Они, задыхаясь, лежали на этом ковре. В горле пересохло, и она порывалась пойти за водой, а он не отпускал её, крепко обнимал, сжимая до боли.
Они шептали, сорванными криком голосами, она, без своего обычного «Вы»:
• Я люблю тебя! Я люблю тебя, Сашенька! – он хотел повторить за ней, закричать: Я люблю тебя!!! – но какой- то холодок, сковывая, пробежал по спине, и он шепнул только:
• Я знаю, девочка…
Всё было хорошо как всегда!!! Нет!!! Всё было лучше, нежнее, удобней чем всегда. Он снова был здоров и полон сил, идей и планов, снова улыбался, снова торопился домой с работы, потому что, усыпая и просыпаясь, слышал, как на его плече тихо посапывает Машка…
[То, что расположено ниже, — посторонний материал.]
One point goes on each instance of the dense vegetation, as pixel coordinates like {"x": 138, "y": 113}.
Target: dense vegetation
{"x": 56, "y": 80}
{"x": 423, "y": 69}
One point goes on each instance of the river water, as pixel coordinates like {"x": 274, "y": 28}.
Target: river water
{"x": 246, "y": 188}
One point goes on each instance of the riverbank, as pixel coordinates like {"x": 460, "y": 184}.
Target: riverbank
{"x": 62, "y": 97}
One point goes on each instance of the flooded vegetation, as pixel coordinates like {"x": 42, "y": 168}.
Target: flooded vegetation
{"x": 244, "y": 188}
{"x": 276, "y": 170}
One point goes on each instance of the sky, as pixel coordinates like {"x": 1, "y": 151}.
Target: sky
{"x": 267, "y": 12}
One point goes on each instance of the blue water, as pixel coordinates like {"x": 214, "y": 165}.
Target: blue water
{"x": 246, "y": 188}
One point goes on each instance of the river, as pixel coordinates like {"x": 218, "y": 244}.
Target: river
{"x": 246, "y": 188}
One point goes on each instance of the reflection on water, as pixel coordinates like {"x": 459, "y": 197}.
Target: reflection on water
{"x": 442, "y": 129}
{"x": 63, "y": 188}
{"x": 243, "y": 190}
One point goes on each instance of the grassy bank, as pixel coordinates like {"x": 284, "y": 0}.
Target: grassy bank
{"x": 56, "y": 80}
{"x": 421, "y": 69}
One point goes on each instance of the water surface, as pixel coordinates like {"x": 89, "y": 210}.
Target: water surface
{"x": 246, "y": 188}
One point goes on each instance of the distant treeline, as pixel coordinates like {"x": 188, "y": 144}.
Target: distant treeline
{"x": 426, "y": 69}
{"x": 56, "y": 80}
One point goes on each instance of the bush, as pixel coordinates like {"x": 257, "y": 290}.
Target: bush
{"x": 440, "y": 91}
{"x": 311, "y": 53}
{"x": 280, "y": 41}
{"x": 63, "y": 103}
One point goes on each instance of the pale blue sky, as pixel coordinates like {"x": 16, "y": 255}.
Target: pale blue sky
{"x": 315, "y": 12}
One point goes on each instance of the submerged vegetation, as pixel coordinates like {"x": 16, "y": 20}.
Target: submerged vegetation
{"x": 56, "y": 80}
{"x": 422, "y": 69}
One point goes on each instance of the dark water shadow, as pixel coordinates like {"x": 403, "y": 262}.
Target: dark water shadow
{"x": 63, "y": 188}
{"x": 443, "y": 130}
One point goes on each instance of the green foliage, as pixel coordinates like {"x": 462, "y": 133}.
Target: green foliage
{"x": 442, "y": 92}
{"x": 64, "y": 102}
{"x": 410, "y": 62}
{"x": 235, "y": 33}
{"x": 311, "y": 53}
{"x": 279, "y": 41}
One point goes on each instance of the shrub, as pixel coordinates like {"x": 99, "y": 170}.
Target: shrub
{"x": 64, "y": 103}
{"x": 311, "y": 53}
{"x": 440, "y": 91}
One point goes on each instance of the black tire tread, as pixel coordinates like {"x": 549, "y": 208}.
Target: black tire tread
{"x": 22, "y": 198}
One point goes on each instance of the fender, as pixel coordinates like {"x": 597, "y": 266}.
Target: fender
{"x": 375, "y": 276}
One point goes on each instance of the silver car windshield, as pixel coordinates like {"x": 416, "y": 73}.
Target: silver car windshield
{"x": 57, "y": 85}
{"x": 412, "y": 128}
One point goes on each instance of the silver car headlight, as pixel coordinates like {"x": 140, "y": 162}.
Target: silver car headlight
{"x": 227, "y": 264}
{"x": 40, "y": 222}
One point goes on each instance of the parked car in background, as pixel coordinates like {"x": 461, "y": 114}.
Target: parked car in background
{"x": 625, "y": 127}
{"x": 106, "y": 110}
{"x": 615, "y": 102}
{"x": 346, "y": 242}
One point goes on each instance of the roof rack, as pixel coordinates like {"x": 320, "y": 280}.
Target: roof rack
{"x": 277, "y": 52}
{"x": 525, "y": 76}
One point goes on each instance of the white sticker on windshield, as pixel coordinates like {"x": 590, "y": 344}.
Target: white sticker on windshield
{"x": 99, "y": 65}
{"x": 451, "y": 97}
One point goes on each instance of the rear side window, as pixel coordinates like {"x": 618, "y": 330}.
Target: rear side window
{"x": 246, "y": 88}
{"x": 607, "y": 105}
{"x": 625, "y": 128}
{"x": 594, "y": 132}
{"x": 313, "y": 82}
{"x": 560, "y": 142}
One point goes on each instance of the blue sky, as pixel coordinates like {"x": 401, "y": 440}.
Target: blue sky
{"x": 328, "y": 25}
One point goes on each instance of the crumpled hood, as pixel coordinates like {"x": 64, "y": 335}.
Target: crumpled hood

Было жарко, и в воскресенье она уговорила его пойти на пляж. Он не любил это бесполезное лежание на песке, эту огромную, нечистую общую ванну, эти толпы обнаженных тел и, кроме того, у него была работа, но Машка смотрела на него так нежно, так умоляюще и он согласился:
• Жди меня на платном пляже слева от пирса. Я через часик закончу и приду, - когда она уже выходила, он вспомнил, - Возьми крем от загара, сгоришь…
• Я не сгорю! Я смуглая!!! – довольно пропела Машка, целуя его в нос,
• На билет! – он протянул её деньги, - И возьми шезлонги!
• Опять! – она обиженно надула губы, - У меня есть деньги!!!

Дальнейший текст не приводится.